Why does my Custom TD3 not learn like the built-in TD3 agent?

77 views (last 30 days)
Vincent
Vincent on 18 Aug 2025 at 15:16
Edited: Vincent on 23 Aug 2025 at 13:26
So I have tried to code up my custom TD3 agent to behave as much like the built in TD3 agent in the same simulink environment, the only difference between them is for the custom agent, I had to use a rate transition block to perform zero order hold between the states, rewards, done signal and the custom agent. I used the rate transition block specify mode for output port sample time options to set the custom agent sample time.
My code for my custom TD3 agent is below, I tried to make it as much like the built-in TD3 as possible, the ep_counter,num_of_ep properties are unused.

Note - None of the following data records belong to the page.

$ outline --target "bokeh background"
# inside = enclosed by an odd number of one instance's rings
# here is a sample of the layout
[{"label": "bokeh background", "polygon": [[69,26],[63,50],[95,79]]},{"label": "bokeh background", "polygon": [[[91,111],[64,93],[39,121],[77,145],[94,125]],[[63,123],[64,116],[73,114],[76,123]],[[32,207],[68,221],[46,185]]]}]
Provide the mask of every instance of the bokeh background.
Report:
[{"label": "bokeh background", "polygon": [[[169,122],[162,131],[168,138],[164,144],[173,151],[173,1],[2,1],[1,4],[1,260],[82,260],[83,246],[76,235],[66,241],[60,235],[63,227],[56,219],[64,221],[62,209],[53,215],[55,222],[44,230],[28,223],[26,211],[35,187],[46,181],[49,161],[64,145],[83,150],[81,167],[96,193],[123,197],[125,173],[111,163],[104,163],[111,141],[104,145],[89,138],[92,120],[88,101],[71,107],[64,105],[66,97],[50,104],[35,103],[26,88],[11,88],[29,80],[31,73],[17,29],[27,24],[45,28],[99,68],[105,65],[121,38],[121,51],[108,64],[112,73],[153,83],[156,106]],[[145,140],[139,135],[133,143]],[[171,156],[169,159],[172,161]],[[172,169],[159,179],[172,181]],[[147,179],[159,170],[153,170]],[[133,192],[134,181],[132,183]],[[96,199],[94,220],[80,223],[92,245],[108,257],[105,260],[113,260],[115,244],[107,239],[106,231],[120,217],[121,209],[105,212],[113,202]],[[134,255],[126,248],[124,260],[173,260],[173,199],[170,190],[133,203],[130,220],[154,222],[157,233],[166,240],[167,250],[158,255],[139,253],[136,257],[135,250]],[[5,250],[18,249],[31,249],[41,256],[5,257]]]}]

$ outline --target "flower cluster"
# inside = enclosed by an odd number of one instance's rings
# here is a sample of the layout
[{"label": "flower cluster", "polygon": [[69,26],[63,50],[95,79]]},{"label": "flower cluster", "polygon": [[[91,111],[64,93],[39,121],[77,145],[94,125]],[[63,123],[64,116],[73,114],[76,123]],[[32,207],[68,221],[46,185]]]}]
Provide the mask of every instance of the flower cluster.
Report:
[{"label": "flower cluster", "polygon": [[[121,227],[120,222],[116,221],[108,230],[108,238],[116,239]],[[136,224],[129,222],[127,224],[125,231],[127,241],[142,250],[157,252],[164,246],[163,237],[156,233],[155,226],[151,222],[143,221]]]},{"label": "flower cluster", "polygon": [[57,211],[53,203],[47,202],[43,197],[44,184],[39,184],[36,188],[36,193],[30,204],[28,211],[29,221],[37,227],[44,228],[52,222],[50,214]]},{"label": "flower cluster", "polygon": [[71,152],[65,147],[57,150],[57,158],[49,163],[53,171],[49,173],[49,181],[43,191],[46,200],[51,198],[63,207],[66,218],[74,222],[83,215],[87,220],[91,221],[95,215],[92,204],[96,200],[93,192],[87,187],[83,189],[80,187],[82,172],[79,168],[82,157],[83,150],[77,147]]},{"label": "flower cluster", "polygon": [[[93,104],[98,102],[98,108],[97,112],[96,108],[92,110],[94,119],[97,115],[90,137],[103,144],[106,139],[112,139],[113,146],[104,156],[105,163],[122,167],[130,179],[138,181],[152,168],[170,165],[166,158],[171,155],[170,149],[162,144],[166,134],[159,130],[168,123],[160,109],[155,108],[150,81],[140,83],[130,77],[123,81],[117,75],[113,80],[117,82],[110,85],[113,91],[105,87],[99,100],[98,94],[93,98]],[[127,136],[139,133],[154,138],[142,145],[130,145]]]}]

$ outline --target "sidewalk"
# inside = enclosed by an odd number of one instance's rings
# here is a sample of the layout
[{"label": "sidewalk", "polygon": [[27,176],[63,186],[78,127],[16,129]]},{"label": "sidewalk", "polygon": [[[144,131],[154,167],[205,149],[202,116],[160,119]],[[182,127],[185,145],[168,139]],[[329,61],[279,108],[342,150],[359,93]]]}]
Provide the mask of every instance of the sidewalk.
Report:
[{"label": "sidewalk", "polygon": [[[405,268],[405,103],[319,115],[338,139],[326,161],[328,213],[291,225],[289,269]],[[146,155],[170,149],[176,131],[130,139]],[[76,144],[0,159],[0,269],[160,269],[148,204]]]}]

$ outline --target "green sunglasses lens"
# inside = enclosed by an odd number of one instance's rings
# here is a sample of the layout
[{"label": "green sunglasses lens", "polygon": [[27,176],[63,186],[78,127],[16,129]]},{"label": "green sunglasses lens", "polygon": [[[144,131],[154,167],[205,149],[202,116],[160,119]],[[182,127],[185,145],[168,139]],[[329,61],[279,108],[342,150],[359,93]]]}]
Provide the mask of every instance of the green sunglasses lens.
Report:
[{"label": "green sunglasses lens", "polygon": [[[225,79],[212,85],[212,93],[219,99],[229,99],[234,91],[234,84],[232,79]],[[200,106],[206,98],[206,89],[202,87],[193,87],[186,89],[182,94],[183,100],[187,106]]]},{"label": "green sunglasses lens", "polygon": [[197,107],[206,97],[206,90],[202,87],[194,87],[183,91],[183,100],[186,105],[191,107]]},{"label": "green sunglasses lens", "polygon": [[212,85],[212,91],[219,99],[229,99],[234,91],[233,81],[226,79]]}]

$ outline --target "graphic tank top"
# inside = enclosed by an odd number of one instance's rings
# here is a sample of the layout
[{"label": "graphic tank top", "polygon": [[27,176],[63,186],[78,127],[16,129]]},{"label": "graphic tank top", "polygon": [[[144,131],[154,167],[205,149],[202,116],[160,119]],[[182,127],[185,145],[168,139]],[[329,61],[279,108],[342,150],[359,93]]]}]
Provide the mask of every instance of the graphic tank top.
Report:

classdef test_TD3Agent_V2 < rl.agent.CustomAgent
properties
%neural networks
actor
critic1
critic2
%target networks
target_actor
target_critic1
target_critic2
%dimensions
statesize
actionsize
%optimizers
actor_optimizer
critic1_optimizer
critic2_optimizer
%buffer
statebuffer
nextstatebuffer
actionbuffer
rewardbuffer
donebuffer
counter %keeps count of number experiences encountered
index %keeps track of current available index in buffer
buffersize
batchsize
%episodes
num_of_ep
ep_counter
%keep count of critic number of updates
num_critic_update
end
methods
%constructor
function obj = test_TD3Agent_V2(actor,critic1,critic2,target_actor,target_critic1,target_critic2,actor_opt,critic1_opt,critic2_opt,statesize,actionsize,buffer_size,batchsize,num_of_ep)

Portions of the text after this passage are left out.